The study was particularly interesting, adds Barry Martin, Time Inc.’s executive director of consumer research and insights, because of the ability to record a subject’s emotions as they consumed their media. "We’ve done a lot of biometric work in media labs, but we’ve never been able to do it as they were going about their daily lives," he says.
As an example, the extremely short attention spans of digital natives within their media selections translates to a more flattened emotional range among the media they spend time with—fewer highs and lows. The opposite is true of digital immigrants, who as it turns out, are still fairly active between media, switching 17 times per hour.
Digital natives are, understandably, more emotionally engaged with digital (55 percent with digital, 48 percent with non-digital) while digital immigrants are more emotionally engaged with non-digital media (60 percent non-digital versus 43 percent digital media).
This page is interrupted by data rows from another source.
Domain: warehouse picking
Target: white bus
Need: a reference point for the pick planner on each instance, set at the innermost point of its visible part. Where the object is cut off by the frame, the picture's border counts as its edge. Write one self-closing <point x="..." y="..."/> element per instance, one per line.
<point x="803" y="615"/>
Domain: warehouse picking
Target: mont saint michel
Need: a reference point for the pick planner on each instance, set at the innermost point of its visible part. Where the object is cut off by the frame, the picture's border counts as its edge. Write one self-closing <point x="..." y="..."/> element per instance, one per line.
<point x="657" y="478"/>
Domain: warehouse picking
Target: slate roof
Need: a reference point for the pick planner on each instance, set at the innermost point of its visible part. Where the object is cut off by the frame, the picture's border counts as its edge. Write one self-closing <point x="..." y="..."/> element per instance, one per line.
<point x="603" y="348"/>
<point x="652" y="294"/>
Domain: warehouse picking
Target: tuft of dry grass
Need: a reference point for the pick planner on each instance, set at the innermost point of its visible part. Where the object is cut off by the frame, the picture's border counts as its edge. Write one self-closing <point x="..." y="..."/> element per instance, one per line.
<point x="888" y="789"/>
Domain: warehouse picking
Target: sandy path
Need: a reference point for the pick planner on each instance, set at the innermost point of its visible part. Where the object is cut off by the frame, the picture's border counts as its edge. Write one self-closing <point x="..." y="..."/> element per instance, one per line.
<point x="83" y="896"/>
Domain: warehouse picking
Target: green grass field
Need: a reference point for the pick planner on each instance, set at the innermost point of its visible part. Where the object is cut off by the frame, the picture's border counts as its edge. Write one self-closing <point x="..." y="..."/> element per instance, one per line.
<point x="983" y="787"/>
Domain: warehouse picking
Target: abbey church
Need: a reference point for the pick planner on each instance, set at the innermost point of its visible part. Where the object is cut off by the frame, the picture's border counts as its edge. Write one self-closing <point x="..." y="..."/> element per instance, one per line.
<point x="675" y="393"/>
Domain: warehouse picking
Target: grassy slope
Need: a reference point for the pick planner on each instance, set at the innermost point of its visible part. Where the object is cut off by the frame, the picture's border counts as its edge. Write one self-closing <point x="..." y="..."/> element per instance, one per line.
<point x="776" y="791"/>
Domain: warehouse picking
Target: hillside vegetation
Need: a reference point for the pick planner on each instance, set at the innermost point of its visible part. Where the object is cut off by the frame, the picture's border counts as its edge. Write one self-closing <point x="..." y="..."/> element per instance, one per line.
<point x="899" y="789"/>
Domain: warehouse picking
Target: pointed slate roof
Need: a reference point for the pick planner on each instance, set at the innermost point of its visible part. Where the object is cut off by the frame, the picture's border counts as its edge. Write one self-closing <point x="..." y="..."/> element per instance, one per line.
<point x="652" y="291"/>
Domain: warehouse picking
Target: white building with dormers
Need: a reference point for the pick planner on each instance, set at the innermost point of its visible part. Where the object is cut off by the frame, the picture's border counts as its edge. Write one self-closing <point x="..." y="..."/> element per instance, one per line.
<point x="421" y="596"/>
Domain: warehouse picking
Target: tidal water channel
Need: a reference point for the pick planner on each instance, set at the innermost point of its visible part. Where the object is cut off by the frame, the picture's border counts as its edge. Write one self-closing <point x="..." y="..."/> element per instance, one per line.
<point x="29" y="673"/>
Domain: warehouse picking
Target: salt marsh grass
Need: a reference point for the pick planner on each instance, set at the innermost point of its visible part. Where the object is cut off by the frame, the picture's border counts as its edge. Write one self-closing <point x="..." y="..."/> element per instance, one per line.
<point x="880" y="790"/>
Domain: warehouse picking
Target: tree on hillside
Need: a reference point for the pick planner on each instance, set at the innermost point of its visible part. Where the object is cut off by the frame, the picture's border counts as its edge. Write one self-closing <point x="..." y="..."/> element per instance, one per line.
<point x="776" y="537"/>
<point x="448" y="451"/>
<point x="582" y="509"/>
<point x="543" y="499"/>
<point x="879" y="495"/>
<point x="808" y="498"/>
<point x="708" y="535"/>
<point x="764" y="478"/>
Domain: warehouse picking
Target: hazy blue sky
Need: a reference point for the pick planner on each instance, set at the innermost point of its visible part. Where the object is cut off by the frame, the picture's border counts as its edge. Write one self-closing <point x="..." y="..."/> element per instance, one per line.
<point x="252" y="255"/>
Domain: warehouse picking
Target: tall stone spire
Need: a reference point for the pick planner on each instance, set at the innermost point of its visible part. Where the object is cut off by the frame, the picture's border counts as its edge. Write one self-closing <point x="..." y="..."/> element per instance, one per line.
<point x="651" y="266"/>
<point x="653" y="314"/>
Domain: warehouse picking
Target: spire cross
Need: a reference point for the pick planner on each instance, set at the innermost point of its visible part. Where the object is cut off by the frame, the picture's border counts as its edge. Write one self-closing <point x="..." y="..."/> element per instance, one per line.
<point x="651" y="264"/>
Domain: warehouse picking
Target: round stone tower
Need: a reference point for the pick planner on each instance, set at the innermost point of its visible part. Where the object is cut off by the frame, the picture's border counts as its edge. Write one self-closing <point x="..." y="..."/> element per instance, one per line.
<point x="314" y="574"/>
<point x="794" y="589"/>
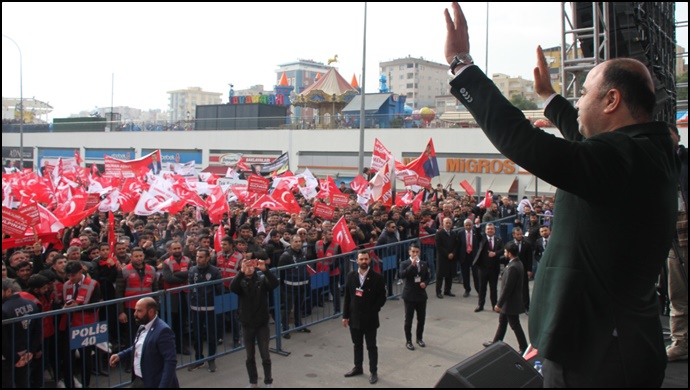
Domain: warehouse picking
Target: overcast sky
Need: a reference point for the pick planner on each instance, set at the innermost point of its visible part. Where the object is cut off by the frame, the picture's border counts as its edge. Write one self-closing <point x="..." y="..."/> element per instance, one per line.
<point x="71" y="51"/>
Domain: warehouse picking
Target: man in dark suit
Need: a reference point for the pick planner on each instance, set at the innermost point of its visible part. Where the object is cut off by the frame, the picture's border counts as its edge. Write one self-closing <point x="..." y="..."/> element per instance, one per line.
<point x="525" y="252"/>
<point x="416" y="275"/>
<point x="155" y="360"/>
<point x="365" y="295"/>
<point x="446" y="248"/>
<point x="594" y="312"/>
<point x="469" y="239"/>
<point x="509" y="303"/>
<point x="539" y="248"/>
<point x="488" y="261"/>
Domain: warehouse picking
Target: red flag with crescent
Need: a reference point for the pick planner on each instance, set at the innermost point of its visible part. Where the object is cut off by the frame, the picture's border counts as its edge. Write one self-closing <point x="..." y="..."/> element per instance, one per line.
<point x="342" y="236"/>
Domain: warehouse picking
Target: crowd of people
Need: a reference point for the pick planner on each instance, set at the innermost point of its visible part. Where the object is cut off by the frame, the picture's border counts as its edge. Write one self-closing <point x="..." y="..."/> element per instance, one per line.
<point x="593" y="316"/>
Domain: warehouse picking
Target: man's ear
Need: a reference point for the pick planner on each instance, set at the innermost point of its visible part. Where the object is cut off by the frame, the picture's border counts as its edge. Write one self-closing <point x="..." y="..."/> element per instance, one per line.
<point x="613" y="100"/>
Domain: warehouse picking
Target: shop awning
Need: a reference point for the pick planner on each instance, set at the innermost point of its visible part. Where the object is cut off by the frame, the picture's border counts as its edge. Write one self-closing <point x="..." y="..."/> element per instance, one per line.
<point x="502" y="184"/>
<point x="219" y="170"/>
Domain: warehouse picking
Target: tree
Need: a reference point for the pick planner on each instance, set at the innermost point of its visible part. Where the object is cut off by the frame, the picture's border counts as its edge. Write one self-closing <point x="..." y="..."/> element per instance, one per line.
<point x="520" y="102"/>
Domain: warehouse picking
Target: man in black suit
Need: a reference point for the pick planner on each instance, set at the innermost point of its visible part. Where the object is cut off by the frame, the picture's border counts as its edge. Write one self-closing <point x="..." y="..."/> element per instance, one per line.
<point x="509" y="303"/>
<point x="446" y="252"/>
<point x="539" y="248"/>
<point x="469" y="239"/>
<point x="416" y="275"/>
<point x="525" y="253"/>
<point x="153" y="355"/>
<point x="365" y="295"/>
<point x="488" y="260"/>
<point x="594" y="313"/>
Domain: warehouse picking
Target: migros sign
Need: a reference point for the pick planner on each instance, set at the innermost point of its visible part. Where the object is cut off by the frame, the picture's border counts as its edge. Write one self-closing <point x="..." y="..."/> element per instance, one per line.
<point x="477" y="165"/>
<point x="480" y="165"/>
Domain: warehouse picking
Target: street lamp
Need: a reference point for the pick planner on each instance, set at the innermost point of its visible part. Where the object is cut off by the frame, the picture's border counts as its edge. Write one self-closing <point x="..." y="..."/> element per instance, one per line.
<point x="333" y="113"/>
<point x="21" y="107"/>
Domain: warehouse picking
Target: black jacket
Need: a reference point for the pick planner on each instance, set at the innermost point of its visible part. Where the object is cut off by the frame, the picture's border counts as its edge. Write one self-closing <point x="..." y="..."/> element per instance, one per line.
<point x="591" y="282"/>
<point x="204" y="297"/>
<point x="363" y="312"/>
<point x="412" y="291"/>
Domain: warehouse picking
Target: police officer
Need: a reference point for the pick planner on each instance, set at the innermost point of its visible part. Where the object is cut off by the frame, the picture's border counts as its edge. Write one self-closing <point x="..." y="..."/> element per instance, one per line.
<point x="20" y="340"/>
<point x="201" y="302"/>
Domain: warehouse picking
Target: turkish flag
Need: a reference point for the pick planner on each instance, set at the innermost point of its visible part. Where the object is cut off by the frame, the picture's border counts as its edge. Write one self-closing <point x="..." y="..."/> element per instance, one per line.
<point x="187" y="194"/>
<point x="486" y="202"/>
<point x="149" y="204"/>
<point x="218" y="237"/>
<point x="379" y="156"/>
<point x="359" y="185"/>
<point x="327" y="187"/>
<point x="49" y="223"/>
<point x="285" y="197"/>
<point x="324" y="211"/>
<point x="404" y="199"/>
<point x="339" y="199"/>
<point x="381" y="186"/>
<point x="31" y="211"/>
<point x="14" y="223"/>
<point x="75" y="219"/>
<point x="111" y="202"/>
<point x="417" y="202"/>
<point x="267" y="202"/>
<point x="424" y="165"/>
<point x="111" y="234"/>
<point x="75" y="204"/>
<point x="467" y="187"/>
<point x="342" y="236"/>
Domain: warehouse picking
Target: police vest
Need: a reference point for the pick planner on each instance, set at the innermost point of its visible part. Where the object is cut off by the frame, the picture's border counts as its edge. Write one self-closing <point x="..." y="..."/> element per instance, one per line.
<point x="330" y="264"/>
<point x="182" y="266"/>
<point x="134" y="285"/>
<point x="83" y="297"/>
<point x="43" y="303"/>
<point x="228" y="265"/>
While understanding how media usage among younger and older audiences was important, the focus is on the younger consumers, the future customers of a brand. "What we hoped to do is to understand more specifically what the drivers were and what the behavior was around the elements of time, attention and emotional engagement for younger consumers," says Frank. "In order for us to think about the next generation and how consumers are going to be engaging with our brands it was important to see what younger consumers are doing today."
Whether or not digital natives will remain attention-challenged and trigger happy among their various devices into and through their adult lives remains a question. "It’s not the most satisfying thing for us to learn that they’re changing platforms 27 times an hour," says Frank. "That seems almost impossible to fathom. But it tells us as content producers and advertisers what we need to be thinking about in terms of engaging them quickly and not taking too long to get to the point and doing something emotionally immediate."
Irrespective of the time spent with a particular platform, Frank and Martin were pleased to learn that the study revealed that among the emotional responses to the various platforms—magazines, smartphones, radio, TV, computer, newspaper, tablets—magazines ranked the highest, in the 64th percentile. "We’re in the relaxation business," says Martin. "We’ve heard time and again that women and men talk about magazines as a great time to relax. And to see that in the biometrics is compelling because the emotional engagement with magazines is much higher than any other media form when it was used solo."